The ASAH1 gene encodes in humans the acid ceramidase enzyme.

Function 

This gene encodes a heterodimeric protein consisting of a nonglycosylated alpha subunit and a glycosylated beta subunit that is cleaved to the mature enzyme posttranslationally. The encoded protein catalyzes the synthesis and degradation of ceramide into sphingosine and fatty acid. Mutations in this gene have been associated with a lysosomal storage disorder known as Farber disease and, recently, with a rare neurodegenerative condition known as spinal muscular atrophy with progressive myoclonic epilepsy. Two transcript variants encoding distinct isoforms have been identified for this gene. In melanocytic cells ASAH1 gene expression may be regulated by MITF.
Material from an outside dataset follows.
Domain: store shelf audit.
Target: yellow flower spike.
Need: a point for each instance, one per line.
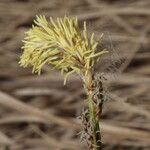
(60, 44)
As a glioblastoma drug target 

ASAH1 expression is upregulated following radiation, suggesting it plays a role in conferring radioresistance to glioblastoma and in the development of recurrent glioblastoma. Inhibiting the activity of ASAH1 with carmofur, a drug that has been approved for clinical treatment of colorectal cancers in several countries, leads to substantial cell deaths and as a result has been proposed as a drug target in the treatment of glioblastoma. It has also been suggested to be a novel drug target against pediatric brain tumors as well.